Friday, August 31, 2007

Arnold on deflating the housing bubble

Recently, I tried to think through what deflating the housing bubble would actually mean. I suggested that it woul require prices to fall back to historic norms.

Arnold Kling disagrees.
I'm sorry, but unless by "some areas" you mean areas the size of a 9-digit zip code, we're not going to see 40 percent declines in house prices.

Think of the equilibrium house price as the equilibrium rent times the equilibrium price/rent ratio. I do not see rents falling in real terms. Housing starts are below the level needed to keep supply in line with new household formation, especially in an economy with relatively low unemployment. So, if anything, rents are going to be drifting up.
I like thinking in terms of price/rent ratios, and currently they are way out of whack to historic norms. Arnold takes a "first principles" approach and comes up with a ratio of 300x. Arnold takes this to conclude that real estate is cheap today, even after all the recent appreciation.

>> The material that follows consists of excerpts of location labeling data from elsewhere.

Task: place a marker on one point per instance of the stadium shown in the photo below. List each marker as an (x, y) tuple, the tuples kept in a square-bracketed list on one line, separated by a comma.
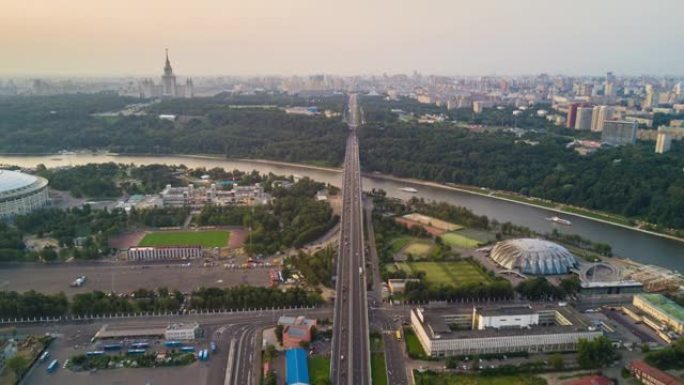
[(533, 256), (21, 193)]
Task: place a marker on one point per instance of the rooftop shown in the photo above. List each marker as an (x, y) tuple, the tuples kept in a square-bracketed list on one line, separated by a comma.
[(15, 181), (297, 368), (665, 305), (511, 310)]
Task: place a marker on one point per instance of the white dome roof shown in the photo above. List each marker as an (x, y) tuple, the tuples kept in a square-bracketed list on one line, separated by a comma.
[(533, 256), (15, 182)]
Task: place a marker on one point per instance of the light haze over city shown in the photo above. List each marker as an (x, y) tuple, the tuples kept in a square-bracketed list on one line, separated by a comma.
[(127, 37)]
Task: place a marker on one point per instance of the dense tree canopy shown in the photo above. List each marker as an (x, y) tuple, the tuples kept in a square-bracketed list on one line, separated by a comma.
[(632, 180)]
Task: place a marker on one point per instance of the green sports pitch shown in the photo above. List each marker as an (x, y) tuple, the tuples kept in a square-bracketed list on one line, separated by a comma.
[(185, 238)]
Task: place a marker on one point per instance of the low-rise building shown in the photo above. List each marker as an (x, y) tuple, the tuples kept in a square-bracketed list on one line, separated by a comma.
[(662, 309), (180, 331), (296, 367), (646, 374), (619, 133), (398, 286), (454, 332)]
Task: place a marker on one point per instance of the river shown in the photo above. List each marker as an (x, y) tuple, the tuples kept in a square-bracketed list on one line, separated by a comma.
[(635, 245)]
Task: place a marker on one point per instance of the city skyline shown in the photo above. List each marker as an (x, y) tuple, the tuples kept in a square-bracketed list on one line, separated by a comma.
[(79, 38)]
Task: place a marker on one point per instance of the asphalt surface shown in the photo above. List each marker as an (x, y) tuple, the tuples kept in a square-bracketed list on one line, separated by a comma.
[(124, 277), (395, 359), (350, 363), (236, 362)]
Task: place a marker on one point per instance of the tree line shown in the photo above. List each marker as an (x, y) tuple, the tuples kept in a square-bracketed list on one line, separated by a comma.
[(33, 304), (293, 219)]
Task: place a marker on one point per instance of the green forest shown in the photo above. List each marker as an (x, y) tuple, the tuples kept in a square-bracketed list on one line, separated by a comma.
[(631, 181)]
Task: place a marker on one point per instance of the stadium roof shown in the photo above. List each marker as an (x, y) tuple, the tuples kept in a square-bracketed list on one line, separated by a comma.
[(297, 369), (14, 181), (533, 256)]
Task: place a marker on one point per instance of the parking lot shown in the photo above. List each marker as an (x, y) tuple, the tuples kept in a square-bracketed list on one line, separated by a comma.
[(75, 339), (122, 277)]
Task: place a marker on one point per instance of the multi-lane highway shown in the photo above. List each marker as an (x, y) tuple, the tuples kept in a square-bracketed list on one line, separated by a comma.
[(350, 363)]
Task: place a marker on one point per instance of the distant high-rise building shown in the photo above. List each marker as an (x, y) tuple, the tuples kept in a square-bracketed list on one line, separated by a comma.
[(168, 88), (572, 115), (652, 97), (618, 132), (609, 85), (584, 115), (663, 141), (599, 115)]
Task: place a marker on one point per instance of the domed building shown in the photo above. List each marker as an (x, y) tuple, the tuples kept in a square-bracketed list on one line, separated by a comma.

But what of historic price/rent ratios (which were certainly not 300x)? Arnold says:
I think there is nothing sacred about historical P/E ratios, for either stocks or houses. For stocks, the realized real returns over the past 100 years have been quite high, which suggests that traditional P/E ratios were too low. I think that the same is true for houses, although to a lesser extent.
I guess this would put him in the "permanently on a higher plateau" camp.